Despite being a food lover, it might sound as if I despise the chefs who cook for me when I eat at Michelin starred restaurants (not that often!). Of course that isn’t true, I just think that some of them cook for themselves rather than for their customers. I have eaten in this type of restaurant and had a fantastic time (The Fat Duck for example, but I exclude Heston from this diatribe for sheer excellence), but nine times out of ten I’d take the simple over the complex.

So then, am I right and a true barometer of the nation's tastes, or plain wrong and a culinary luddite? If you have an opinion either way, do let me know!

* By the way doesn’t everybody love good old Rick? He’s like a faithful pet dog: reliable, friendly, a bit crusty round the edges, and tries to hump the leg of the fit Aussie who’s moved in next door.


  1. Your post made me laugh out loud. It also made me imagine Michel Roux Jnr in Russel Crowe's Gladiator outfit which is not quite so good *shudders*.

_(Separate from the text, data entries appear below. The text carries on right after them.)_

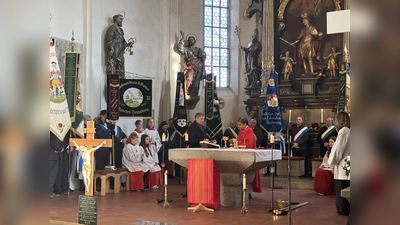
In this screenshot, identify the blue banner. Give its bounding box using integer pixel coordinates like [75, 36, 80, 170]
[260, 68, 282, 135]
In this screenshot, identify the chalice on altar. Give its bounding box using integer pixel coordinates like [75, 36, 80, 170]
[232, 138, 238, 149]
[222, 136, 230, 148]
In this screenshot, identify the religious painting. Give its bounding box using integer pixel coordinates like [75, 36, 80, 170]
[277, 0, 343, 84]
[119, 79, 152, 117]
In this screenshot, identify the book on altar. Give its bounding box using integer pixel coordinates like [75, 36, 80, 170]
[199, 141, 220, 148]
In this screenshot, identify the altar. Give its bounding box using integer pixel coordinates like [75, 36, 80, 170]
[169, 148, 282, 207]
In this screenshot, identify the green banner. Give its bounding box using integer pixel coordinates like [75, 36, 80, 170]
[64, 52, 78, 121]
[338, 62, 347, 112]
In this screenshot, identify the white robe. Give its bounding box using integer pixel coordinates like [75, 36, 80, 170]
[143, 128, 162, 152]
[141, 145, 161, 172]
[122, 143, 150, 173]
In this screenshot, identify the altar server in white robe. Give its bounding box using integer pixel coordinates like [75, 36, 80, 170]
[143, 118, 162, 152]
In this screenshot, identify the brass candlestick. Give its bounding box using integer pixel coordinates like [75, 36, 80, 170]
[163, 183, 170, 208]
[222, 136, 229, 148]
[240, 188, 248, 214]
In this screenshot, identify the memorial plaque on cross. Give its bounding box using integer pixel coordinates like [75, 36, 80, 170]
[70, 120, 112, 196]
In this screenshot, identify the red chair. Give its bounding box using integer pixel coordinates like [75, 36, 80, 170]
[129, 171, 144, 191]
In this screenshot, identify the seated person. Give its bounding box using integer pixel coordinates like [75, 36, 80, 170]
[314, 137, 336, 196]
[122, 132, 151, 191]
[140, 134, 161, 189]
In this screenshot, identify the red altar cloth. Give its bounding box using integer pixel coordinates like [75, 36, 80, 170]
[187, 158, 220, 210]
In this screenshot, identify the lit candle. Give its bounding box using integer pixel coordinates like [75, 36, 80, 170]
[162, 133, 166, 142]
[270, 135, 274, 144]
[165, 170, 168, 185]
[320, 109, 324, 123]
[288, 110, 292, 122]
[184, 132, 189, 141]
[289, 136, 292, 143]
[243, 173, 246, 189]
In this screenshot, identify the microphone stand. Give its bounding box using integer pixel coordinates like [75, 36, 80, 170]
[287, 127, 293, 225]
[157, 140, 172, 204]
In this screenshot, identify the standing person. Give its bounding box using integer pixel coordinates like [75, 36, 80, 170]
[314, 136, 336, 196]
[328, 111, 350, 215]
[317, 117, 338, 157]
[105, 13, 135, 77]
[289, 116, 309, 157]
[187, 113, 209, 148]
[122, 132, 150, 191]
[157, 120, 170, 164]
[143, 118, 162, 152]
[53, 131, 71, 195]
[113, 124, 127, 168]
[133, 120, 143, 145]
[290, 13, 323, 75]
[94, 110, 112, 170]
[249, 119, 264, 148]
[237, 118, 262, 193]
[50, 132, 66, 199]
[241, 28, 262, 87]
[177, 31, 206, 99]
[223, 121, 239, 147]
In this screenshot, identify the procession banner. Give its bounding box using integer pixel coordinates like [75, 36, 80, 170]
[119, 79, 152, 118]
[50, 38, 71, 141]
[338, 62, 347, 112]
[172, 72, 188, 137]
[205, 74, 222, 139]
[260, 67, 282, 136]
[107, 74, 120, 120]
[65, 52, 84, 137]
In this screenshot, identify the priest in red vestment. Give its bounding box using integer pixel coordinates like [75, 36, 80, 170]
[237, 117, 262, 192]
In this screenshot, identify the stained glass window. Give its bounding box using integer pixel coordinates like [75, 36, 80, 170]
[204, 0, 229, 87]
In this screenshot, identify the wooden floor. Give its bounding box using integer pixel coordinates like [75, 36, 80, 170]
[50, 175, 349, 225]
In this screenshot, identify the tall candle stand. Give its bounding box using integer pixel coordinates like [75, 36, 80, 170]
[240, 187, 249, 214]
[157, 141, 172, 204]
[163, 180, 170, 208]
[266, 136, 276, 212]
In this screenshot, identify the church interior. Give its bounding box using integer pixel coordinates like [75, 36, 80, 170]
[49, 0, 352, 224]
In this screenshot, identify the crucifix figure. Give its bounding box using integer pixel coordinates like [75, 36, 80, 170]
[73, 140, 106, 192]
[70, 121, 112, 196]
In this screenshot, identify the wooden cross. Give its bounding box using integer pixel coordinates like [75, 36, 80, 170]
[69, 120, 112, 196]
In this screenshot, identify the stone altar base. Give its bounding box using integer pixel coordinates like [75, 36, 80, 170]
[220, 172, 255, 207]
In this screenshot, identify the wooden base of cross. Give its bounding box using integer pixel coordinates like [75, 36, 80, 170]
[69, 120, 112, 196]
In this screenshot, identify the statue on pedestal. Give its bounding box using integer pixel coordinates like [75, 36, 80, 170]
[241, 28, 262, 87]
[290, 13, 323, 76]
[177, 31, 206, 100]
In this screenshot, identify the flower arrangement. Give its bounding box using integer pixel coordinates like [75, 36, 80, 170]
[342, 155, 350, 176]
[310, 122, 320, 131]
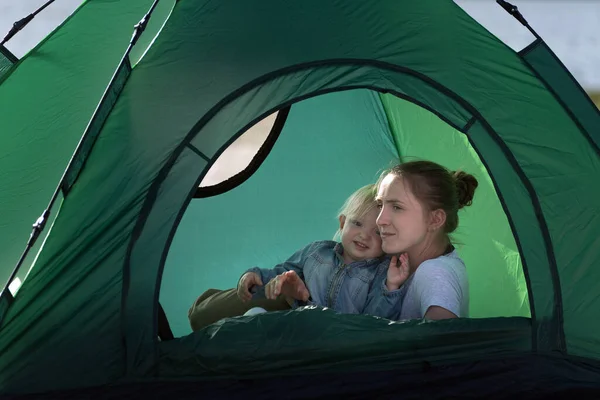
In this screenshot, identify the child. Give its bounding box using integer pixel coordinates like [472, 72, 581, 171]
[236, 184, 410, 316]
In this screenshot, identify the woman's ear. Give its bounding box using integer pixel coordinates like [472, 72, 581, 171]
[339, 215, 346, 230]
[429, 209, 446, 231]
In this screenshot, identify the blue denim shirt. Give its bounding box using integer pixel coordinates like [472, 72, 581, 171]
[245, 240, 394, 316]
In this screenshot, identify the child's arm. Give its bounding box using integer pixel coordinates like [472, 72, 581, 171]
[244, 243, 312, 284]
[240, 242, 320, 301]
[363, 254, 409, 319]
[264, 270, 309, 302]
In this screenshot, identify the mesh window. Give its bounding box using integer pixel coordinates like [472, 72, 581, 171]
[0, 45, 17, 78]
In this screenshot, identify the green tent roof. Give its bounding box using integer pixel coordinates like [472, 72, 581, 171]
[0, 0, 599, 398]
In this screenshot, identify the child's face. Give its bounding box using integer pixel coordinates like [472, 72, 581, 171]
[338, 207, 384, 264]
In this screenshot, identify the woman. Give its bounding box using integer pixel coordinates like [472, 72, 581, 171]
[369, 160, 478, 321]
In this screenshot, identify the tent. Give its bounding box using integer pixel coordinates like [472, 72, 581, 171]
[1, 0, 599, 398]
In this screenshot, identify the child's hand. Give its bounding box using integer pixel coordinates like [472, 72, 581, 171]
[386, 253, 410, 291]
[265, 270, 310, 302]
[237, 272, 263, 302]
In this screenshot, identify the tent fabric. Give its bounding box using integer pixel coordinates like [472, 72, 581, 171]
[520, 39, 600, 151]
[63, 61, 133, 193]
[1, 0, 600, 397]
[0, 0, 175, 291]
[158, 310, 532, 377]
[519, 38, 600, 358]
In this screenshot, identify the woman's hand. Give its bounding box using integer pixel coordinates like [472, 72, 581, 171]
[237, 272, 263, 302]
[386, 253, 410, 291]
[265, 270, 310, 302]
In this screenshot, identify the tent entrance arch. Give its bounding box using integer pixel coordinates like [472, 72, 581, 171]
[155, 83, 529, 324]
[146, 60, 557, 351]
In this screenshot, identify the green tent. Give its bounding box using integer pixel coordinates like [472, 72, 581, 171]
[1, 0, 599, 398]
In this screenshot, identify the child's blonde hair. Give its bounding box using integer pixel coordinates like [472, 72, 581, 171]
[333, 184, 378, 240]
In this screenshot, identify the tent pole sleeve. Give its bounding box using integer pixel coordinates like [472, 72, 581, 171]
[0, 45, 18, 63]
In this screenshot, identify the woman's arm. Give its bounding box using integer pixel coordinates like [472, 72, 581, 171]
[412, 260, 466, 320]
[423, 305, 458, 320]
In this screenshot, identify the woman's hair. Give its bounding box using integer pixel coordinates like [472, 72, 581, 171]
[333, 184, 378, 240]
[379, 160, 479, 233]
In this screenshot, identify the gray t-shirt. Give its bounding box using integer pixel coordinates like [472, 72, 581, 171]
[398, 250, 469, 320]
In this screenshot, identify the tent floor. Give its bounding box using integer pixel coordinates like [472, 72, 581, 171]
[3, 354, 600, 399]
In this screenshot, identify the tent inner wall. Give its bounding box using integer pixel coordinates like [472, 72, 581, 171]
[161, 89, 530, 338]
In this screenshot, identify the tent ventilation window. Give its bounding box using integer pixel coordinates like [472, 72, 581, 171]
[195, 106, 290, 198]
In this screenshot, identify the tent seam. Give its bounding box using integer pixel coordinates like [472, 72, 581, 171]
[462, 117, 477, 131]
[517, 38, 541, 57]
[186, 144, 210, 162]
[462, 122, 538, 351]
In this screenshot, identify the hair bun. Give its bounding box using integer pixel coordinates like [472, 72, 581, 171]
[453, 171, 478, 209]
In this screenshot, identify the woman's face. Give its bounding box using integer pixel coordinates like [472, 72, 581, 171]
[376, 174, 431, 255]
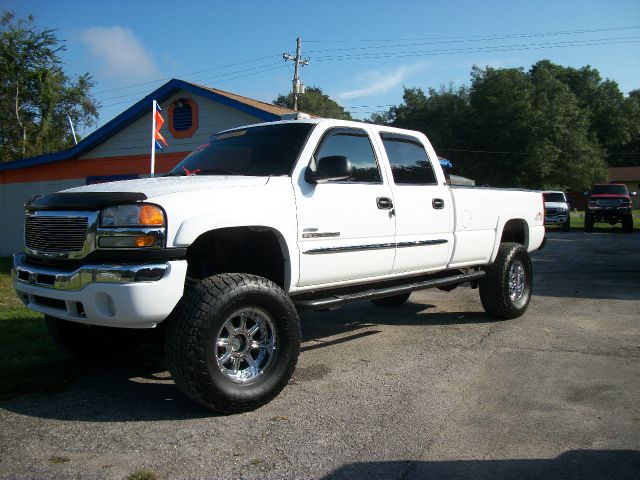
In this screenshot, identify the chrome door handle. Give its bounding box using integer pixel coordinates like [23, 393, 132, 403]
[432, 198, 445, 209]
[377, 197, 394, 210]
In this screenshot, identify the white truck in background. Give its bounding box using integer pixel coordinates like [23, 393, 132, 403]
[13, 119, 545, 413]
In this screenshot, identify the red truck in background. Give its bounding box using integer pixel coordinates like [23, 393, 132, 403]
[585, 183, 634, 233]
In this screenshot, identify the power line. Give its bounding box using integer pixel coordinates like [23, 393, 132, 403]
[437, 147, 529, 155]
[99, 64, 289, 109]
[312, 36, 640, 62]
[94, 53, 282, 95]
[96, 61, 285, 104]
[303, 25, 640, 43]
[305, 26, 640, 54]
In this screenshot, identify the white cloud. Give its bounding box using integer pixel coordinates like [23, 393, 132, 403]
[80, 26, 159, 81]
[337, 64, 425, 100]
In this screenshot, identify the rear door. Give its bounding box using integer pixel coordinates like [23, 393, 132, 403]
[378, 132, 453, 274]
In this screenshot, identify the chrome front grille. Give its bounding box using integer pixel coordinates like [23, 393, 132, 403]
[24, 211, 97, 258]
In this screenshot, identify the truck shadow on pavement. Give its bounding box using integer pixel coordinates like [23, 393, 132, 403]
[1, 304, 493, 422]
[300, 302, 492, 351]
[322, 449, 640, 480]
[0, 357, 216, 422]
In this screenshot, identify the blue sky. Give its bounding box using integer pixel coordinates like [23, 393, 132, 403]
[5, 0, 640, 132]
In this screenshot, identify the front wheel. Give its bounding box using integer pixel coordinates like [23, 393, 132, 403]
[562, 215, 571, 231]
[622, 215, 633, 233]
[165, 273, 300, 414]
[479, 243, 532, 320]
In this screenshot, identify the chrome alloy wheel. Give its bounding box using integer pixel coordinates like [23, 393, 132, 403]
[508, 260, 526, 302]
[215, 307, 277, 384]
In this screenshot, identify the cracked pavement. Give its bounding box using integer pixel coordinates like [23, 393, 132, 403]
[0, 230, 639, 479]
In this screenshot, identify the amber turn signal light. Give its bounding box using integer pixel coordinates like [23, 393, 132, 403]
[138, 205, 164, 225]
[135, 235, 156, 247]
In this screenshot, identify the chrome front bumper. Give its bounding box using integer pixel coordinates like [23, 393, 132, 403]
[12, 254, 188, 328]
[12, 253, 169, 291]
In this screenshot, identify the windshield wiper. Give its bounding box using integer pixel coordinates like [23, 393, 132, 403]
[162, 171, 184, 177]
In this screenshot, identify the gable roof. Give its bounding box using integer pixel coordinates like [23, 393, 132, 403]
[0, 79, 297, 172]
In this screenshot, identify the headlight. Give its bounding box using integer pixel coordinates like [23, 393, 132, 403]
[101, 204, 165, 227]
[98, 204, 166, 249]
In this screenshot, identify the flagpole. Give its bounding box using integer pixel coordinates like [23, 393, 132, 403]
[150, 100, 157, 177]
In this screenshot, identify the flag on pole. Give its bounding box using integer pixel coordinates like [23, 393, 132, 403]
[154, 103, 168, 150]
[150, 100, 168, 177]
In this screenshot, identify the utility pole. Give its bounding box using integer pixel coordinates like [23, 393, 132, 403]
[283, 37, 309, 111]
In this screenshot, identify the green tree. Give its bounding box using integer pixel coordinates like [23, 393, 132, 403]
[613, 89, 640, 167]
[0, 11, 98, 162]
[366, 61, 630, 190]
[273, 86, 351, 120]
[529, 60, 639, 167]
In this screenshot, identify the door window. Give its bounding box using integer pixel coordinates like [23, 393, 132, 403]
[315, 128, 381, 183]
[381, 133, 437, 185]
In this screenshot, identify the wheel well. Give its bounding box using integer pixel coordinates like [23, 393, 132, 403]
[186, 227, 288, 288]
[500, 219, 528, 247]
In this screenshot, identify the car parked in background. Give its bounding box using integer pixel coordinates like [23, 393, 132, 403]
[543, 191, 570, 231]
[585, 183, 634, 233]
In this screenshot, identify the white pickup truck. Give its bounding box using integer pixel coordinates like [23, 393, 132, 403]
[13, 118, 545, 413]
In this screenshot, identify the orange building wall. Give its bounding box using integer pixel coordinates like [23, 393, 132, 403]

    I do see your point about chefs tweaking and poncing their way through nine courses of foams and liquid nitrogen and agree, for every day eating I'd absolutely prefer a delicious plate of beautiful fresh ingredients, simply cooked. But I do love this kind of food as theatre as well, and for special occasions it can be so much fun to explore new flavours, challenge your expectations and just feel like a little child again trying bizarre concoctions.

    I was in Barcelona recently and visited Tickets, the slightly bonkers brainchild of El Bulli's Ferran Adria. The food was completely unique and bizarre, but also incredibly delicious, memorable and fun.

    So, I'm going to sit on the fence on this one. I like both. Not a hugely controversial verdict but there you go!

  2. Well I'm glad it made you laugh anyway. I thought there's no point being too wishy washy and I may as well write something vaguely provocative.

    I might have overstated my case to the extent that I do like chefs who cook with a bit of wit and intelligence and if that means slightly strange combinations of food then fine. But I've enough bad examples of this type of cooking to make me think twice!